Moment de repos et découverte de la beauté proche…

Kimiko écrit : À Sendai, un frère de Taizé a dirigé une retraite de deux jours au Centre Emmaüs, qui a aidé à la reconstruction des zones touchées par le tsunami au cours des huit derniers mois. Il y avait une quarantaine de personnes. La plupart d’entre elles ont pris part aux opérations de secours d’une façon ou d’une autre. La masse de tout ce qui doit être fait chaque jour dans les zones sinistrées porte les volontaires et le personnel à relativiser leurs propres besoins affectifs et spirituels afin de parvenir au bout de la journée. Après huit mois de souffrance continue, le cœur des gens peut être rempli de souffrance, de tristesse, de méfiance, de fatigue, d’un sentiment d’isolement, de confusion et d’inquiétudes… Certains font en sorte d’être très occupés pour tenter de garder en eux la profonde tristesse d’avoir perdu leurs proches.
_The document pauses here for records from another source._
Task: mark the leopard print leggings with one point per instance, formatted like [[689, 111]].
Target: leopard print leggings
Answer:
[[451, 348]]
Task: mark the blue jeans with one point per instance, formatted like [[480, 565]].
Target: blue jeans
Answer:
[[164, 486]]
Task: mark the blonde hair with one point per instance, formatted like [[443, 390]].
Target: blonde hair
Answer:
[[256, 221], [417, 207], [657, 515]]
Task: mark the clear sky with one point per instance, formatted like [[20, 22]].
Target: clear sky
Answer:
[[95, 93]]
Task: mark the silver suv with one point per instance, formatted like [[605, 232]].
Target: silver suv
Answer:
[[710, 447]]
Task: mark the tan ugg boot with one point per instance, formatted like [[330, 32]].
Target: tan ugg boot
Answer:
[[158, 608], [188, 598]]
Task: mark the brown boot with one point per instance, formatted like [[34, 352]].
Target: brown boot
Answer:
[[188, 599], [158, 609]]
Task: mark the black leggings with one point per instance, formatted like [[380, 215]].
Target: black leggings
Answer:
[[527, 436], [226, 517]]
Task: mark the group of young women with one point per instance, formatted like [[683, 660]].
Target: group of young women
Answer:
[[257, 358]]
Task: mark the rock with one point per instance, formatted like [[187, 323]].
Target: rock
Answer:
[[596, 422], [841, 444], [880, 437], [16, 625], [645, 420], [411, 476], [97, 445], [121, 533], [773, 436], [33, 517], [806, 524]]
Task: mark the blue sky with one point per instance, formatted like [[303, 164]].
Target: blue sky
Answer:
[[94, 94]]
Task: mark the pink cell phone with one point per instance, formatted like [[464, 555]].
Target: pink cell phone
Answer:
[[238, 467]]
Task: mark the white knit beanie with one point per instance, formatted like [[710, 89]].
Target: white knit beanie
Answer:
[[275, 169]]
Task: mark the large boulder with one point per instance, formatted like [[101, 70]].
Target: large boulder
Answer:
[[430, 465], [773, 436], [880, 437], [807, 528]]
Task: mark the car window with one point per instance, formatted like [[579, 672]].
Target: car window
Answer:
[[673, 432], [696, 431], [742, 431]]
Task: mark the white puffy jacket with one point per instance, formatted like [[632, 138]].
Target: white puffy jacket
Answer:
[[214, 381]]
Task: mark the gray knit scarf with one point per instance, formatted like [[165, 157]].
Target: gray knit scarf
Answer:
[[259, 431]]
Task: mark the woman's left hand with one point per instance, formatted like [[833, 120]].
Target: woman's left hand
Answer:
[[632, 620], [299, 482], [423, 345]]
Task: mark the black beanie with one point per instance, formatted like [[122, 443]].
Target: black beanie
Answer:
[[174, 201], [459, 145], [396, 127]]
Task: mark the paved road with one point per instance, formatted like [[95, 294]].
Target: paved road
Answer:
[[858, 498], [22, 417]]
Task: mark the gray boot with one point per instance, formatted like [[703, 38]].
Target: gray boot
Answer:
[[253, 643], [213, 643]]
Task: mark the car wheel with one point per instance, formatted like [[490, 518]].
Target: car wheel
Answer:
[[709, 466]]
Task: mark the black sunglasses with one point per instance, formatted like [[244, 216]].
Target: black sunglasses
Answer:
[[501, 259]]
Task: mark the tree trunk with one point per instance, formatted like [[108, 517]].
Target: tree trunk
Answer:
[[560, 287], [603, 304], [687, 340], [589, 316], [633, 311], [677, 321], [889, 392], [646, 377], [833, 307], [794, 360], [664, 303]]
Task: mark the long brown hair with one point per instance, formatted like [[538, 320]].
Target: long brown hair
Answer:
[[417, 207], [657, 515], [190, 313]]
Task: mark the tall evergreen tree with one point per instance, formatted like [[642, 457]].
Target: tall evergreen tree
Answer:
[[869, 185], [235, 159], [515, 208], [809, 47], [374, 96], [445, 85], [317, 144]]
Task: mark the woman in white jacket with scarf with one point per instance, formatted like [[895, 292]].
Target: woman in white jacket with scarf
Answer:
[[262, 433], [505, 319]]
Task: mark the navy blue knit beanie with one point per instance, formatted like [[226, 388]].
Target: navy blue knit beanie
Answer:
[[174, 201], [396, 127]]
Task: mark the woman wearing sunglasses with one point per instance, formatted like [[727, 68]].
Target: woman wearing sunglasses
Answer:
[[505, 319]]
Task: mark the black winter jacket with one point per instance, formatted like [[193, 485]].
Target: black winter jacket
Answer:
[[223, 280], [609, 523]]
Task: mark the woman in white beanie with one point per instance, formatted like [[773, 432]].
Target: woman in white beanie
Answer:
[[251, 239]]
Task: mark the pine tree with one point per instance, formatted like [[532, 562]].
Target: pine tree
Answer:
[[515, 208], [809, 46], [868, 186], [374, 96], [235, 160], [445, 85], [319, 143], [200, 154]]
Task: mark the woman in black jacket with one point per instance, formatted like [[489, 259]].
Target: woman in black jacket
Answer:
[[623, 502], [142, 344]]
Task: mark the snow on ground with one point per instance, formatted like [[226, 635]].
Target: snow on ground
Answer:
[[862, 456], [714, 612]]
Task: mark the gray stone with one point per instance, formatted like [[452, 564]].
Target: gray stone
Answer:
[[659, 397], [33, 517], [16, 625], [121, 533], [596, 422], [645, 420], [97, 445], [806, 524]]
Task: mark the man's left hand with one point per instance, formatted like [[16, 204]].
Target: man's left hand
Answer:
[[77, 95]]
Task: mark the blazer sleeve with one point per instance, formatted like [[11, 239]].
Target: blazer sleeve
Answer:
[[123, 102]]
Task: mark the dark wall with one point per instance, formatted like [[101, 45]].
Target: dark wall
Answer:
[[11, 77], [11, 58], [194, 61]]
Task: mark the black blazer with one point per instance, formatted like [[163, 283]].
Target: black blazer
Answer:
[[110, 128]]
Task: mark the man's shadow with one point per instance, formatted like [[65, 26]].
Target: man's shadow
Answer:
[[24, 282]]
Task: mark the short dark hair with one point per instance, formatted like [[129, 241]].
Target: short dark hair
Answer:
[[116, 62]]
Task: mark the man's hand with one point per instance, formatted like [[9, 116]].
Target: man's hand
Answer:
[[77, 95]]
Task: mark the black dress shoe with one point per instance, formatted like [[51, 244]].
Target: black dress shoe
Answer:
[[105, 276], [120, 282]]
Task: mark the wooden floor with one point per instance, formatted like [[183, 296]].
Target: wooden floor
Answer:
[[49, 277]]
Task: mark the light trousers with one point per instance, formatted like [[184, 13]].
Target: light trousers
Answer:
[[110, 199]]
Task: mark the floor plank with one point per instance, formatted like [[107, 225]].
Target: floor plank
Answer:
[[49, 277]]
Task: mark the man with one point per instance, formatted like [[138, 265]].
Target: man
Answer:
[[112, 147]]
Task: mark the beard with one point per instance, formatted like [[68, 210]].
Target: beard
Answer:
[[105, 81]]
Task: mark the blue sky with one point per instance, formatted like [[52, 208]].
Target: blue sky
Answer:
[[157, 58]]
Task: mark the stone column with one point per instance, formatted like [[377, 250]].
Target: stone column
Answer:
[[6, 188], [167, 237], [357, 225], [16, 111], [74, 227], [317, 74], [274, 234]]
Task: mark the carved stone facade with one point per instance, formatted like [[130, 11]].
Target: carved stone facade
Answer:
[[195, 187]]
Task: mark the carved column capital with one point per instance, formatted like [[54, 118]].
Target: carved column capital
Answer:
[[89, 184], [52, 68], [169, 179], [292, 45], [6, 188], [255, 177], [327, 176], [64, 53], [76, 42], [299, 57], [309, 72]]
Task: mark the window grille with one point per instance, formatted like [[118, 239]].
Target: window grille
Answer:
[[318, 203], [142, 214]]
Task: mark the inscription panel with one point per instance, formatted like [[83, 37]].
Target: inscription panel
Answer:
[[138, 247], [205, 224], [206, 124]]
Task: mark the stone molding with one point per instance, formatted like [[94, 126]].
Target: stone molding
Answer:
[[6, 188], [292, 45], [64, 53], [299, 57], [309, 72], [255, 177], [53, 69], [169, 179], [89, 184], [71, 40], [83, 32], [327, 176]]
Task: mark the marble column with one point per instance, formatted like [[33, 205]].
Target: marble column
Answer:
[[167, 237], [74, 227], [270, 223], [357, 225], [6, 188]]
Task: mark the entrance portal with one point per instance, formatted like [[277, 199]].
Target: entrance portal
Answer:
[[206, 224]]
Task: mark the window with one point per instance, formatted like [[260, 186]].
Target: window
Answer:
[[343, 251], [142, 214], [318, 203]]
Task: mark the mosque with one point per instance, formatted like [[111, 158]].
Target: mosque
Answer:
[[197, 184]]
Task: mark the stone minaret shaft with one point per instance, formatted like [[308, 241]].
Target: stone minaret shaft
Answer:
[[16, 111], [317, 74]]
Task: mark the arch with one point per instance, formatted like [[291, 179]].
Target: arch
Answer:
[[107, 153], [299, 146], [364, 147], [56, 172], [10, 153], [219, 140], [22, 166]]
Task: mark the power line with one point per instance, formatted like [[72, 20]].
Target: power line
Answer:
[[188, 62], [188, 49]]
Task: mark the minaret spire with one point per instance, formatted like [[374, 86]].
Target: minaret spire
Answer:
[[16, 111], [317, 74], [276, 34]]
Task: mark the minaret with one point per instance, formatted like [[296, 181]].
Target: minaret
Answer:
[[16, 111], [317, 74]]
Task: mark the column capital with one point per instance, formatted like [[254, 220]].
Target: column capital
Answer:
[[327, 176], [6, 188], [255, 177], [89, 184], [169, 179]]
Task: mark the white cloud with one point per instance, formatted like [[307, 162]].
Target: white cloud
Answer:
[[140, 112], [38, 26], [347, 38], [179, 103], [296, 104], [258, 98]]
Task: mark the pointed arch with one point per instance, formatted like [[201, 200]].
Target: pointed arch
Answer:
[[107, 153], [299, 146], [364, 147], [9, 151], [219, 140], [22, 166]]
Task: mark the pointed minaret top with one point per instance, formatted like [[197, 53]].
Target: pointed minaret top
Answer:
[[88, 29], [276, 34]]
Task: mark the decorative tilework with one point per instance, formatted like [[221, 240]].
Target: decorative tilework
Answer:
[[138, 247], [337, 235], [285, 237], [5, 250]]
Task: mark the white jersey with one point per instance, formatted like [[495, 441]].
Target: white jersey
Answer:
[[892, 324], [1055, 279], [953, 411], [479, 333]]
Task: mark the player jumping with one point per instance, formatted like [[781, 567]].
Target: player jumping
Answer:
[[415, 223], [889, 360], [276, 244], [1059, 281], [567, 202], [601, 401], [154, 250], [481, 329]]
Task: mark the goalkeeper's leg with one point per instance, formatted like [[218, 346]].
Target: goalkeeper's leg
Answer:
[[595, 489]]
Pendant la retraite, nous avons essayé de les remettre tous à Dieu. Les prières et le partage nous ont donné le temps de nous pencher sur ce qui est le plus essentiel dans notre vie et de découvrir malgré tout de la beauté autour de nous, présente à notre insu. J’ai senti que nous avions surtout besoin d’un moment comme celui-ci. Non seulement à Sendai mais ailleurs aussi, de nombreuses personnes liées à Taizé ont joué un rôle dans la reconstruction des zones touchées, comme à Kamaishi, Ishinomaki, Minami-Sanriku et Onekawa. Nous avons prié pour elles et tout ce qu’elles accomplissent.

Une prière en signe de solidarité nous a unifiés

À Kobé, plus de 370 personnes de diverses confessions se sont rassemblées pour prier ensemble pour les zones touchées. Kobé elle-même a vécu le grand séisme de 1995 et les gens éprouvent une grande sympathie pour les victimes actuelles.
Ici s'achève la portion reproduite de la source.